I first met Trudy when the crocuses were in bloom. They were white, illuminated by the sun, scattered across her front lawn. As I stood staring she opened the door and said, “They look like candles!”

As I struggled to begin this project I thought of her. We live one block apart, so on my first day I pushed myself out the door and rang her bell. I explained that I was trying to make portraits of the people who live here, and she said, “I am an artist. Come in.”

Her East Side home was bright, spacious, full of flowers – jewel-toned tulips that she’d grown in her garden. We sat and talked about the yearning one feels to create, the business of art, and the pain of seeking recognition. She took me upstairs and showed me her studio, opening drawers of paintings thick with color, portraying flowers like the ones downstairs. “I just can’t let them die,” she said.

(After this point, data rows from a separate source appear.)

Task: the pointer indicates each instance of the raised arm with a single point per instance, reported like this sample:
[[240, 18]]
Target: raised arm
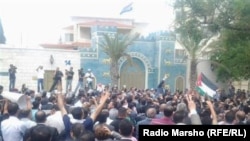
[[213, 113], [60, 100]]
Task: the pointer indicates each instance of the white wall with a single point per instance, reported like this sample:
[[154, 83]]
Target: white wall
[[27, 60], [204, 66]]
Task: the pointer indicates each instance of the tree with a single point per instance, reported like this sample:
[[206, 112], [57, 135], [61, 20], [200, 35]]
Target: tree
[[2, 37], [195, 29], [234, 19], [116, 47]]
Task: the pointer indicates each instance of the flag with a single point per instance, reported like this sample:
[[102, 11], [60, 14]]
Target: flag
[[205, 87], [127, 8]]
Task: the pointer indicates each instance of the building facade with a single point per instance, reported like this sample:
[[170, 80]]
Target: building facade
[[154, 55]]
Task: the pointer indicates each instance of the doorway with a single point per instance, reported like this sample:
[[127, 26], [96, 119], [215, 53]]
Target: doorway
[[133, 75]]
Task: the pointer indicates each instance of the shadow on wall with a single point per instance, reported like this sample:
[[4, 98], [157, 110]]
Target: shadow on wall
[[205, 68]]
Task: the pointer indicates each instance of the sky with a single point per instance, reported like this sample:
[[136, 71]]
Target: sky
[[31, 22]]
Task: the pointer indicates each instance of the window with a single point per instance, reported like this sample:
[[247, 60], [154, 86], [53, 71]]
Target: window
[[69, 37]]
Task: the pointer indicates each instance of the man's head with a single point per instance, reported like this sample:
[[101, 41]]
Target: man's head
[[40, 133], [151, 112], [122, 112], [13, 108], [168, 111], [126, 128]]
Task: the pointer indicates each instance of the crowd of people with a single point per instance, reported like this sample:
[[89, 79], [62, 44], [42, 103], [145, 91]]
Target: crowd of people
[[115, 114]]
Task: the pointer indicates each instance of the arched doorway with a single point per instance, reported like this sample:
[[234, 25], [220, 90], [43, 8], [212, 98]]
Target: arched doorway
[[179, 83], [133, 75]]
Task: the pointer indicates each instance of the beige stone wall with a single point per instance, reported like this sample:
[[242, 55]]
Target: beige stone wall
[[27, 60]]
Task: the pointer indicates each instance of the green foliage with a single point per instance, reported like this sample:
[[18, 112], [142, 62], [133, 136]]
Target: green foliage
[[229, 17], [115, 47]]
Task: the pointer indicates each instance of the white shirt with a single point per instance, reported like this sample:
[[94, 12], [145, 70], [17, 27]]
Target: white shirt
[[40, 73], [56, 121], [13, 129]]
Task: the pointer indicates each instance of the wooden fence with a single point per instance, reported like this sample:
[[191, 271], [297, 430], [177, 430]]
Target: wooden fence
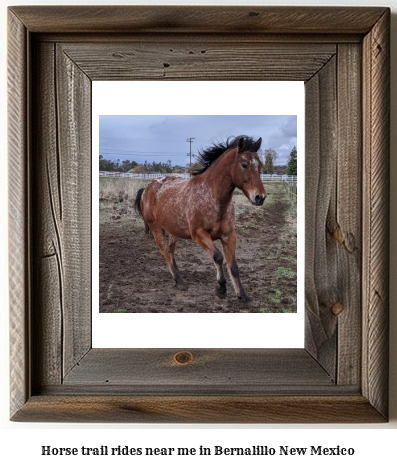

As I think about this project of portraits and words, I wonder: What is essential to say about a person? What is the critical piece that might illuminate who she is? While I was with Trudy, our conversation deepened as she spoke of her life in Germany before emigrating to the United States, the tragedy of living through the war, the anguish she feels about the world at large: “What if we could see all the men killed in Iraq, lined up here on Lorimer Avenue?”

Before I left she hugged me goodbye, and the powdery smell of her perfume remained with me for the day. The next week she called to tell me about a photographer she’d read about who reminded her of me. When I brought her her portrait, she considered it, then said, “You have portrayed me just as I am … And you have made a friend of me.